Justo en el momento en que la muerte llegaba hasta él, envolviéndole, abrió los ojos en el otro sueño, o, al menos, intentó hacerlo, porque la hinchazón le impedía elevar los párpados. Se notó el cuerpo dolorido, entre las ásperas sábanas, sobre el delgado colchón de gomaespuma de la cama de su celda. El fluorescente estaba encendido. Quiso volverse hacia la pared para evitar los alfileres de luz, pero el cuerpo no le respondía ya.

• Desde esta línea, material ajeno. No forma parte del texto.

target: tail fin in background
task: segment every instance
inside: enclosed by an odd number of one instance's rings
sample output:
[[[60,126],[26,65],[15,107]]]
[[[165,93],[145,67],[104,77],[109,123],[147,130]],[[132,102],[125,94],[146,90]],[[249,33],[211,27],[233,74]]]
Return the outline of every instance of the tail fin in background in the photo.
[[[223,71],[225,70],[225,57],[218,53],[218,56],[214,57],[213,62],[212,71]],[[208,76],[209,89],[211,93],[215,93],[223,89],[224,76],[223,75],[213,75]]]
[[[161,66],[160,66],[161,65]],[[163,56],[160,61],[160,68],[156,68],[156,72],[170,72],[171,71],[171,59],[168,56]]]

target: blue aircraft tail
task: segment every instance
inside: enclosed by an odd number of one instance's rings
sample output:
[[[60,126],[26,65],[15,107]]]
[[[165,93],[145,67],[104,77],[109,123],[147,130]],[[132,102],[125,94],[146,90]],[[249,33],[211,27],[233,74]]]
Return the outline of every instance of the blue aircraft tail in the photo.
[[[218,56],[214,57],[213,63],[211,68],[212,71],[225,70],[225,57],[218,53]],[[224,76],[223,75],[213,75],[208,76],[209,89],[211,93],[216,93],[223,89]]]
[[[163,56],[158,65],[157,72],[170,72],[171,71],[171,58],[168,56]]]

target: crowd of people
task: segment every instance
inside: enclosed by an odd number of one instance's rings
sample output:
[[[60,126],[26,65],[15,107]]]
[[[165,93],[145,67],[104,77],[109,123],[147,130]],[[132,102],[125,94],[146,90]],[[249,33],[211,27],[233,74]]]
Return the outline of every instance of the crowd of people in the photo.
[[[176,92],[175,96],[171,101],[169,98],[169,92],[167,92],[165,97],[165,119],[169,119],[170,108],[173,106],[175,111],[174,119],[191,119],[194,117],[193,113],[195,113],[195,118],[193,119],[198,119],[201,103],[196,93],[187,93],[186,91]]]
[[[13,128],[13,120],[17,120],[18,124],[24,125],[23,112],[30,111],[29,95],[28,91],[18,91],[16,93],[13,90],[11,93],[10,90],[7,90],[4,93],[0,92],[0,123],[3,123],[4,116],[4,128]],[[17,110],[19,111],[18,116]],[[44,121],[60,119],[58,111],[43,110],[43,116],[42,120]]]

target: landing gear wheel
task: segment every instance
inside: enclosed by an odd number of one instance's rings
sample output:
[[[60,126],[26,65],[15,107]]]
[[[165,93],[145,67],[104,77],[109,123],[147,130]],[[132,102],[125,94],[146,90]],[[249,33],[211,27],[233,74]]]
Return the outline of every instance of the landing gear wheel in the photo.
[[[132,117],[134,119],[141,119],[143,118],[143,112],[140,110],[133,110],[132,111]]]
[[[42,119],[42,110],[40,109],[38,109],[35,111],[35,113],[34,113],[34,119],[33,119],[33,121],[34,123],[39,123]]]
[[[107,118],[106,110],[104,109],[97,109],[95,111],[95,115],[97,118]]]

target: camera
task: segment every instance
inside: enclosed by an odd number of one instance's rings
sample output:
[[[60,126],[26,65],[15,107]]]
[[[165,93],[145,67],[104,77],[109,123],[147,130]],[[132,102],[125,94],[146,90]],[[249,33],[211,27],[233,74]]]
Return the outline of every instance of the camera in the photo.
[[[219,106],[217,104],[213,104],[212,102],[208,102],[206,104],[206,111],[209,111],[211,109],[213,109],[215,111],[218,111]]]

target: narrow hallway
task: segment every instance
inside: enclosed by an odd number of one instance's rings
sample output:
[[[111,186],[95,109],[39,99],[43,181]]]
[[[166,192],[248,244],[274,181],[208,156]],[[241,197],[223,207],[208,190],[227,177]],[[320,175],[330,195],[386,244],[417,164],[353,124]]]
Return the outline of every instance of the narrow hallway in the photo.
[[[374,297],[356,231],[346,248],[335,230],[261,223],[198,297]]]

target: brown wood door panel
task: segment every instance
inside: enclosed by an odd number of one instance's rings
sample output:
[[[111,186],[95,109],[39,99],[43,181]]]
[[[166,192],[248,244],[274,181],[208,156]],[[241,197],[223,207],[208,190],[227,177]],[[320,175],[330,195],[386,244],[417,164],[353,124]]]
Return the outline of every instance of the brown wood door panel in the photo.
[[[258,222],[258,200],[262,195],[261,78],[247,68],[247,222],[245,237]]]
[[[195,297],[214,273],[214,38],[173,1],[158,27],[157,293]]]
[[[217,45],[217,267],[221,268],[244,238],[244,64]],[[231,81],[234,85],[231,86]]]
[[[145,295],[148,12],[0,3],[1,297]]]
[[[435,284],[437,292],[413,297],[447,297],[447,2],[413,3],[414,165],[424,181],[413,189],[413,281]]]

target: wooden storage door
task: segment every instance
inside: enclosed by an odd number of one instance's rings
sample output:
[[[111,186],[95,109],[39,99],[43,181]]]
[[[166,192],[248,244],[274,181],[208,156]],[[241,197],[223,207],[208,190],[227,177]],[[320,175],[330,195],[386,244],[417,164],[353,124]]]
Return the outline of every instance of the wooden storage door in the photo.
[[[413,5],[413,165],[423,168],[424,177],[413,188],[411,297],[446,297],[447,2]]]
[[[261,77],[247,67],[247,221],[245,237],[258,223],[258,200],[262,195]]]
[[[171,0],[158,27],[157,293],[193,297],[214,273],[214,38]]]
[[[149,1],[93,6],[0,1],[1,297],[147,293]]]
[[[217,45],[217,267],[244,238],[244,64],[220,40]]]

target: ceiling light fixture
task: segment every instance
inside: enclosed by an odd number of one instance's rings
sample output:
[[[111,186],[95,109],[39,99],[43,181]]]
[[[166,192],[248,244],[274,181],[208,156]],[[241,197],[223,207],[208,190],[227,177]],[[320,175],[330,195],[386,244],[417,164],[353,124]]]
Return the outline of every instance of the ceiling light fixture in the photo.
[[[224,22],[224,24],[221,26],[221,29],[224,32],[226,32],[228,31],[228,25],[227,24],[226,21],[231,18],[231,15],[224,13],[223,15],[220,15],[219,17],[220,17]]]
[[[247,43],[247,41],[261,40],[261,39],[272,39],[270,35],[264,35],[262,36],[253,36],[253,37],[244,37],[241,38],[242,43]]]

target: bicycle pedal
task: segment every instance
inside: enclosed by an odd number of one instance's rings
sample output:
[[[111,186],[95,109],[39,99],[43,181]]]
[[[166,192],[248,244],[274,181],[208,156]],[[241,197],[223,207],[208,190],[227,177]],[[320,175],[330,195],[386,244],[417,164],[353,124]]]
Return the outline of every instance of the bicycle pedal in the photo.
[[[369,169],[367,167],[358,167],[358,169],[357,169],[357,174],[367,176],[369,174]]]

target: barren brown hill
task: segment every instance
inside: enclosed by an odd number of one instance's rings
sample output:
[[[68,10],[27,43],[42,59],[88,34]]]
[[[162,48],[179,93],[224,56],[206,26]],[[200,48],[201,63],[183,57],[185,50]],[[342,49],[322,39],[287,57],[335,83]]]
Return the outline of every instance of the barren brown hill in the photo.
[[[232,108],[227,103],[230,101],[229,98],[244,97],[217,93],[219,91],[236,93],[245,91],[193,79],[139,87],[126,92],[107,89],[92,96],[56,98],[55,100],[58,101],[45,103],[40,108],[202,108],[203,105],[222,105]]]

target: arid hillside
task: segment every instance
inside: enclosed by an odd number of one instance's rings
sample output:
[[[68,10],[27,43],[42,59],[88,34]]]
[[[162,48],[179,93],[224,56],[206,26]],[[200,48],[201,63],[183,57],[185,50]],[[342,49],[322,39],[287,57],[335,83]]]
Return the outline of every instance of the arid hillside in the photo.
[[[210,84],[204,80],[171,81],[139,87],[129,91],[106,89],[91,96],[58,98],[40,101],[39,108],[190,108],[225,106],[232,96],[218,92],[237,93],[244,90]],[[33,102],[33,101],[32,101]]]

Adivinó la presencia de los dos funcionarios junto al catre; les recordó las identidades (don Joaquín y el otro, el nuevo, el gordito con cara de seminarista ante quien don Joaquín había querido dar ejemplo de firmeza, y que también había contribuido con algún golpe tímido, quizá una patada); les imaginó, asimismo, las camisas azul celeste, los pantalones grises, la inquietud al constatar que se les había ido la mano. Finalmente, les escuchó hablar en voz baja, primero al nuevo: “La sangre saliéndole del oído no es buena señal; habría que llevarlo a la enfermería”. Y, luego, a don Joaquín: “Qué va. A Herrera ya le debo demasiados favores. Esto lo arreglamos tú y yo ahora. Le metemos algo en el cuerpo y ya…” Él sintió cómo el más joven le tomaba el pulso en la muñeca con los tres carámbanos que tenía por dedos: “Me parece que no va a hacer falta que arreglemos mucho”. “En fin…” comenzó a decir el otro con indiferencia. Seguramente, prosiguió hablando, pero él ya no le escuchó o, simplemente, ya no le importó hacerlo porque había preferido volver al otro sueño, camino del cual la luz del fluorescente fue creciéndole por dentro, taponando esa otra grieta que los golpes de los funcionarios habían abierto en él, hasta que, finalmente, se convirtió en aquel techo blanco blanquísimo, testigo de aquella otra muerte estúpida e inútil como ésta, pero que le abrazaba de forma totalmente indolora y serena, produciéndole algo parecido a aquello que, en ciertas ocasiones, había oído describir como la felicidad.